Thursday, March 28

The German chancellor’s party is criticized for its alleged closeness to Russia

New German Chancellor Olaf Scholz is facing his first crisis, sparked by mounting criticism of his party’s alleged closeness to Russia, at a time when Westerners are trying to unite around Ukraine.

“The main handicap for German foreign policy is the chancellor’s SPD party,” says the weekly Der Spiegel this week.

The SPD leadership called an internal meeting for Monday to try to clarify its position on Russia.

For several weeks, the chancellor has been sending contradictory signals about Russian-Ukrainian tensions.

Sometimes he promises tough sanctions on Moscow if it invades Ukraine, other times he warns of the consequences for Germany, which buys 55% of its gas from Russia.

Olaf Scholz’s government, in power for less than two months, has been harshly criticized by Ukraine and the Baltic states for its refusal to deliver arms to Ukraine, as the United States and the United Kingdom do.

The alternative proposal of the Social Democratic Defense Minister, to send 5,000 military helmets and a field hospital, was met with sarcasm.

According to this weekend’s edition of Der Spiegel, the German ambassador in Washington warned in a confidential message that in the United States the thesis is beginning to gain strength that “Germany cannot be trusted” in the crisis with Russia and sounds with more force the idea that Berlin is with Putin.

The future of the German-Russian gas pipeline Nord Stream II, built in the Baltic avoiding going through Ukraine, crystallizes tensions. The pipeline is awaiting authorization to operate, but for many it is an instrument of geopolitical dependence of Germany on the Kremlin.

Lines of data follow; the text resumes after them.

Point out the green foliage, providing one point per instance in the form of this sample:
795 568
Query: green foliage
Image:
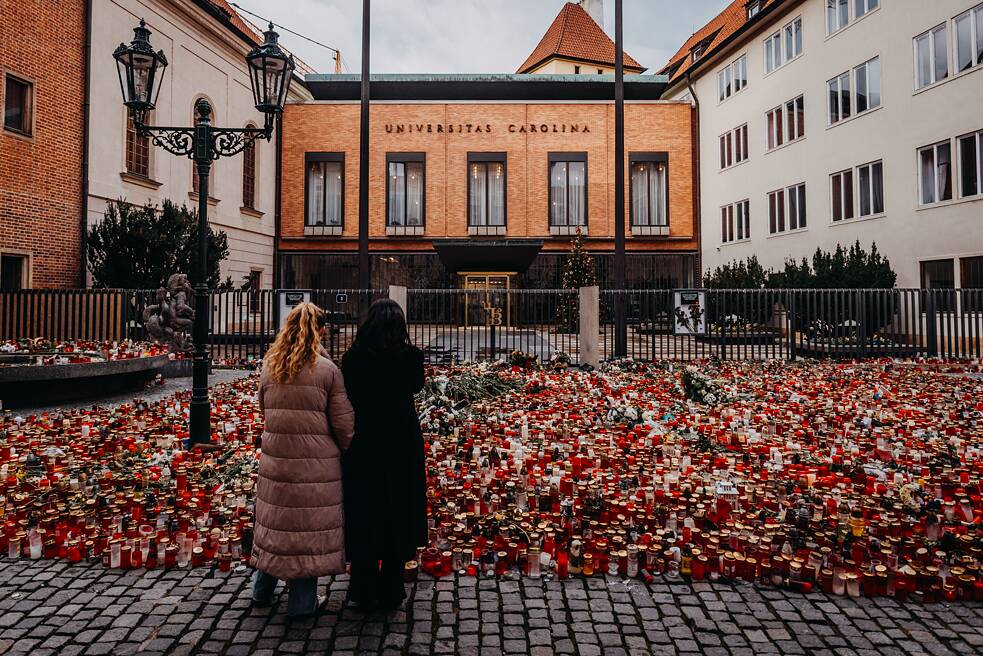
852 268
746 274
138 247
578 271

One of the main people responsible for this controversial project, which arouses the wrath of the United States and Eastern European countries, is none other than the former Social Democratic Chancellor Gerhard Schröder.

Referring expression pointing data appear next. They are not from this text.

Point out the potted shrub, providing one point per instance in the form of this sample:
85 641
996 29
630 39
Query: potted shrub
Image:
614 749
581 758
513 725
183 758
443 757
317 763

And Schröder insistently defends Russia’s positions in the crisis.

This behavior “is annoying and unworthy of a former chancellor,” said one of the leaders of Angela Merkel’s conservative party, Christoph Ploss, on Saturday, demanding that his office in the chamber of deputies be withdrawn.

If he prefers “to openly lobby for Russian state interests in exchange for good income, he should not benefit from German taxpayer money,” he said.

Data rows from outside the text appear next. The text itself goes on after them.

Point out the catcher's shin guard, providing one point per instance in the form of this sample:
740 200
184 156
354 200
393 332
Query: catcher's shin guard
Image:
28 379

The conciliatory attitude of the SPD with Russia dates back to the “Ostpolitik” promoted by Chancellor Willy Brandt in the 1970s.

This policy sought to approach the communist Eastern bloc and in particular the former East Germany, through commercial exchanges, with a view to achieving appeasement in the Cold War.

This strategy contributed to German reunification in 1990.

This policy is deeply rooted in the social democratic DNA, and even at the national level: since it was maintained with some adjustments by the conservative chancellor Angela Merkel, sometimes criticized for her closeness to Vladimir Putin.

To this is added a pacifism deeply rooted in German opinion, marked by guilt after the horrors committed by the Nazi regime.

According to a survey published this week by the Yougov institute, 59% of the German population rejects supplying weapons to Ukraine.

The problem is that the logic with which German diplomacy has functioned for more than 40 years now seems outdated.

“The conciliatory Ostpolitik with Russia, the difficulties in dealing with military threats” are simply “inadequate in the face of the current confrontation”, considers Andreas Umland, an analyst at the Swedish Institute of International Affairs.

In addition, “Nazi crimes not only targeted Russia but especially Ukraine, Poland, the Baltic countries and those countries now feel threatened by Russia,” stresses Thomas Enders, president of the German Council on Foreign Relations think tank.